Antiga forma
09 de abril de 2014 | 2h 08
Dora Kramer - O Estado de S.Paulo
Falar de assuntos espinhosos de maneira direta e transparente não é com ele.
Portanto, não seria de esperar mesmo que o ex-presidente Luiz Inácio da Silva abordasse o tema Petrobrás da perspectiva dos negócios nebulosos feitos pela estatal no governo dele e que agora estão sob a mira do Ministério Público, Polícia Federal, Tribunal de Contas e Congresso Nacional, na entrevista dada ontem a um grupo de blogueiros.
Lula passou ao largo das dificuldades objetivas que o governo enfrenta para se concentrar na exposição dos detalhes de uma agenda que permita ao PT e ao Planalto sair pela tangente na superação dos obstáculos.
Falou basicamente para a militância, ressuscitando teses caras ao partido, como o controle social dos meios de comunicação, vocalizando o discurso da altivez petista - "não podemos baixar a cabeça" - seguindo o lema "nós" contra "eles".

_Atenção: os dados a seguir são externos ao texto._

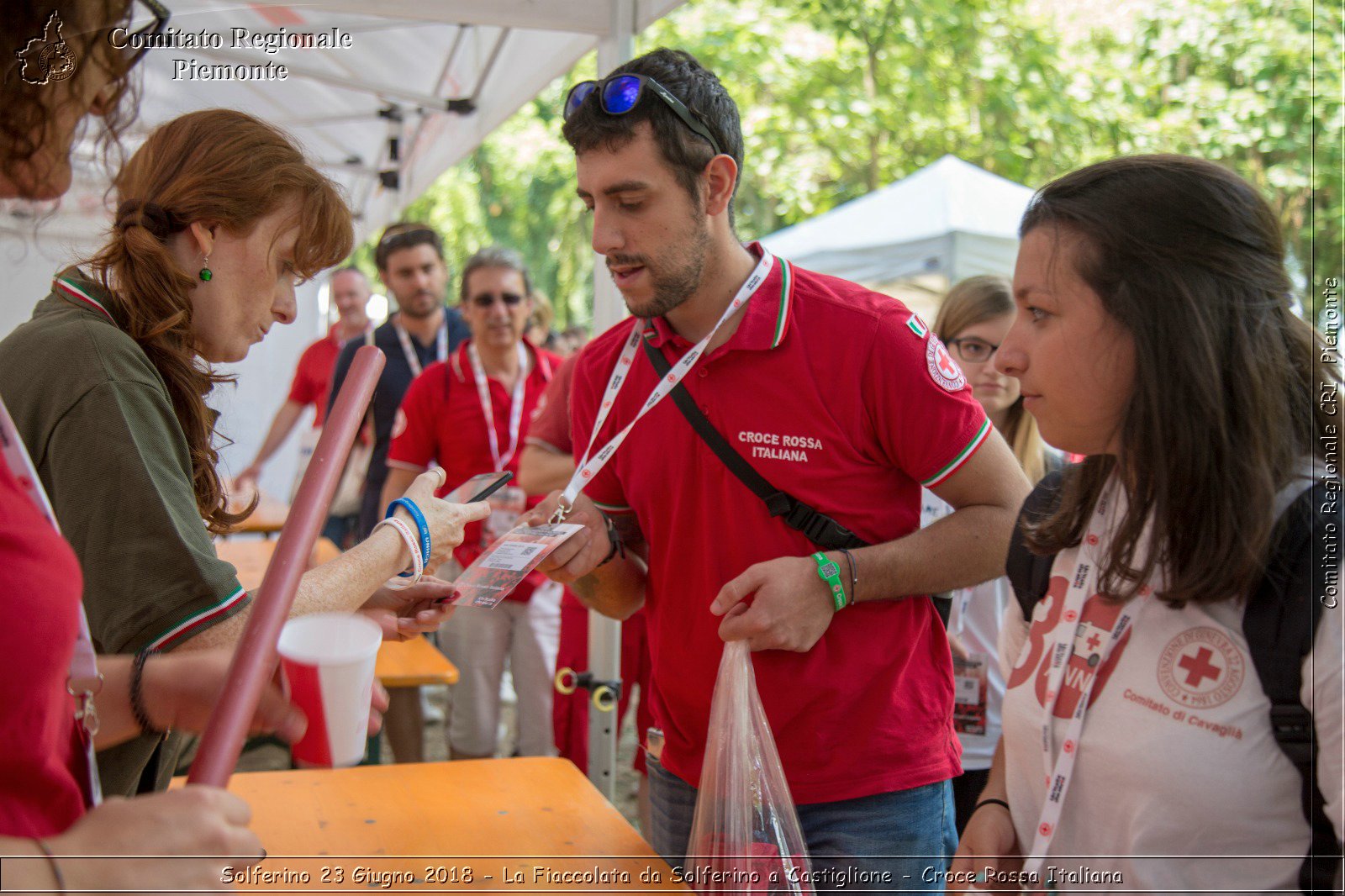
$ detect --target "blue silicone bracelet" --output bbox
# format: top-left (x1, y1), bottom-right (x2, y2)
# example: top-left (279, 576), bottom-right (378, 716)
top-left (383, 498), bottom-right (430, 577)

Inspirado na própria experiência de 2005/2006, quando saiu da defensiva em que seu governo foi jogado devido ao escândalo do mensalão e partiu para a ofensiva que o levou à reeleição, Lula aconselhou o PT a "ir pra cima" dos adversários para evitar a CPI da Petrobrás.
Sabe como são essas coisas. Lembrou ao partido que a CPI do Mensalão começou com uma investigação sobre "pagamento de propina de R$ 3 mil (nos Correios) e acabou no PT". Quer dizer, o problema foi que os petistas não abafaram o caso a tempo e a hora.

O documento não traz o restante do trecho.